FRmodel = faceRecoModel(input_shape=(3, 96, 96))

print("Total Params:", FRmodel.count_params())

Total Params: 3743280


By using 128 The whole connecting layer composed of neurons is the last layer , This model ensures that the output is of size 128 The coding vector of . then , Use this code to compare two face images , As shown below ：

By calculating the distance between the two codes and the threshold , To determine whether the two pictures represent the same person

If the following conditions are met , Coding will be a good choice ：

• The coding of two images of the same person is very similar to each other
• The coding difference between two images of different people is obvious

triplet loss The loss function facilitates this implementation , It tries to make “ Same person （ Anchor and forward ）” Coding of two images “ PUSH ” Closer , At the same time, another person （ Anchor point , Negative ） Coding of two images “ PULL ” Go further .

thereinafter , We will call the picture from left to right ： Anchor point （A）, positive （P）, Negative （N）

### 1.2 Triplet loss

For the image x x , Its code is expressed as f ( x ) f(x) , among f f It is the calculation function of neural network .

We add a standardization step at the end of the model , In order to make ∣ ∣ f ( x ) ∣ ∣ 2 = 1 {||f(x)||}_2=1 ( It means that the coding vector should be norm 1).

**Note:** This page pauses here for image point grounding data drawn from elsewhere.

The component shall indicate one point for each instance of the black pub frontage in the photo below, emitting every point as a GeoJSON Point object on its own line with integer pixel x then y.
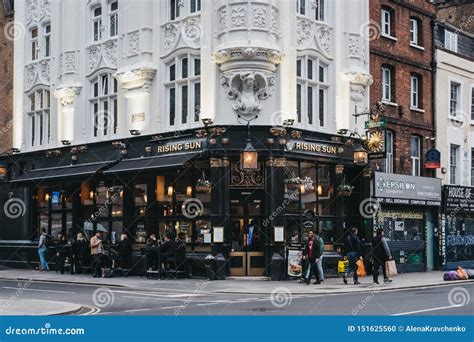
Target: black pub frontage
{"type": "Point", "coordinates": [192, 181]}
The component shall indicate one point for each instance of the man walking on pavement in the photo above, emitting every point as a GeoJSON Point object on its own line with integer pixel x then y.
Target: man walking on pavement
{"type": "Point", "coordinates": [312, 252]}
{"type": "Point", "coordinates": [353, 248]}
{"type": "Point", "coordinates": [381, 254]}
{"type": "Point", "coordinates": [42, 250]}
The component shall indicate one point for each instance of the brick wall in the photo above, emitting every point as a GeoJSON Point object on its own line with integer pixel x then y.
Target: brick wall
{"type": "Point", "coordinates": [405, 60]}
{"type": "Point", "coordinates": [6, 84]}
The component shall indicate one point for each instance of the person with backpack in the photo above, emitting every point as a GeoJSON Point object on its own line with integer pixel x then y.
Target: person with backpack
{"type": "Point", "coordinates": [353, 247]}
{"type": "Point", "coordinates": [380, 254]}
{"type": "Point", "coordinates": [312, 252]}
{"type": "Point", "coordinates": [320, 260]}
{"type": "Point", "coordinates": [42, 250]}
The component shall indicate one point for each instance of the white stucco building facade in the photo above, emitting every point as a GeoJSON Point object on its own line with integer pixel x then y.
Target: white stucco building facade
{"type": "Point", "coordinates": [96, 70]}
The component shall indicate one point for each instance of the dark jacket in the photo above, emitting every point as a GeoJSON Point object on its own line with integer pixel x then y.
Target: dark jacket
{"type": "Point", "coordinates": [352, 243]}
{"type": "Point", "coordinates": [316, 250]}
{"type": "Point", "coordinates": [380, 249]}
{"type": "Point", "coordinates": [170, 247]}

The training will use three sets of images ( A , P , N ) (A,P,N) :

• A yes “ Anchor example ” Images ： Photos of people .
• P yes “ Positive example ” Images ： Photo of the same person as the anchor example image .
• N yes “ Negative example ” Images ： Photos of people different from the anchor example image .

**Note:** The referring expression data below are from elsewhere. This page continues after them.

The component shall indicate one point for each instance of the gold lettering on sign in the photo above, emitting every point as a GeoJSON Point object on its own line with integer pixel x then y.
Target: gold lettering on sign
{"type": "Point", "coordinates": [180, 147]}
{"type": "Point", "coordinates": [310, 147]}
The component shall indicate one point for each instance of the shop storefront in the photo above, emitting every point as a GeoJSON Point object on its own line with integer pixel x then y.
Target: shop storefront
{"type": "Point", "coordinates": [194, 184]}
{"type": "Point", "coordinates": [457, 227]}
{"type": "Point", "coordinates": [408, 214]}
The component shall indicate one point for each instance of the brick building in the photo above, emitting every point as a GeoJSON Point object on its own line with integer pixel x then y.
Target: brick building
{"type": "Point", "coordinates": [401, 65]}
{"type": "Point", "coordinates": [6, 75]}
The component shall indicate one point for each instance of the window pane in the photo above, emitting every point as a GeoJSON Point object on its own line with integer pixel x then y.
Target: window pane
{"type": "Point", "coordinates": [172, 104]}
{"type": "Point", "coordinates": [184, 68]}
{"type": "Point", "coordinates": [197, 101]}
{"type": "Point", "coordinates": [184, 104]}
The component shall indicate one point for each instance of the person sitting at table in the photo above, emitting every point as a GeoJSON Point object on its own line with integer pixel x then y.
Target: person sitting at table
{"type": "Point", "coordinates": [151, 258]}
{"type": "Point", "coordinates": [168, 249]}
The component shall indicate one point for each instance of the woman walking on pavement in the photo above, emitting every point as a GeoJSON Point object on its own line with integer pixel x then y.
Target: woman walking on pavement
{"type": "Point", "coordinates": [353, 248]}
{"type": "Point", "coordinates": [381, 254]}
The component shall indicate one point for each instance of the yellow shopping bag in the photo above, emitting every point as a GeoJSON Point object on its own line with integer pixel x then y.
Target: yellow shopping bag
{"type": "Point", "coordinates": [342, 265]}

These images are selected from our training set . We use ( A ( i ) , P ( i ) , N ( i ) ) (A^{(i)},P^{(i)},N^{(i)}) To represent the i i Training examples .

If you want to identify a person's image A ( i ) A^{(i)} Compare the negative example image N ( i ) N^{(i)} Closer to the positive example image P ( i ) P^{(i)} At least make sure α \alpha :
∣ ∣ f ( A ( i ) ) − f ( P ( i ) ) ∣ ∣ 2 2 + α < ∣ ∣ f ( A ( i ) ) − f ( N ( i ) ) ∣ ∣ 2 2 \mid \mid f(A^{(i)}) - f(P^{(i)}) \mid \mid_2^2 + \alpha < \mid \mid f(A^{(i)}) - f(N^{(i)}) \mid \mid_2^2
therefore , You need to minimize the following "triplet cost"：
J = ∑ i = 1 m [ ∣ ∣ f ( A ( i ) ) − f ( P ( i ) ) ∣ ∣ 2 2 ⏟ (1) − ∣ ∣ f ( A ( i ) ) − f ( N ( i ) ) ∣ ∣ 2 2 ⏟ (2) + α ] + (3) \mathcal{J} = \sum^{m}_{i=1} \large[ \small \underbrace{\mid \mid f(A^{(i)}) - f(P^{(i)}) \mid \mid_2^2}_\text{(1)} - \underbrace{\mid \mid f(A^{(i)}) - f(N^{(i)}) \mid \mid_2^2}_\text{(2)} + \alpha \large ] \small_+ \tag{3}
ad locum , We use symbols " [ z ] + [z]_+ " Express m a x ( z , 0 ) max(z,0) .

Be careful ：

• term （1） Is an example of an anchor for a given triple “A” And positive examples “P” The square distance between ; Expected minimized value .
• term （2） Is an example of an anchor for a given triple “A” And negative examples “N” The square distance between , Expect this value to be relatively large , So it makes sense to have a minus sign in front of it .
• α \alpha It is called margin . It is a super parameter that can be adjusted manually . We will use α = 0.2 \alpha = 0.2 .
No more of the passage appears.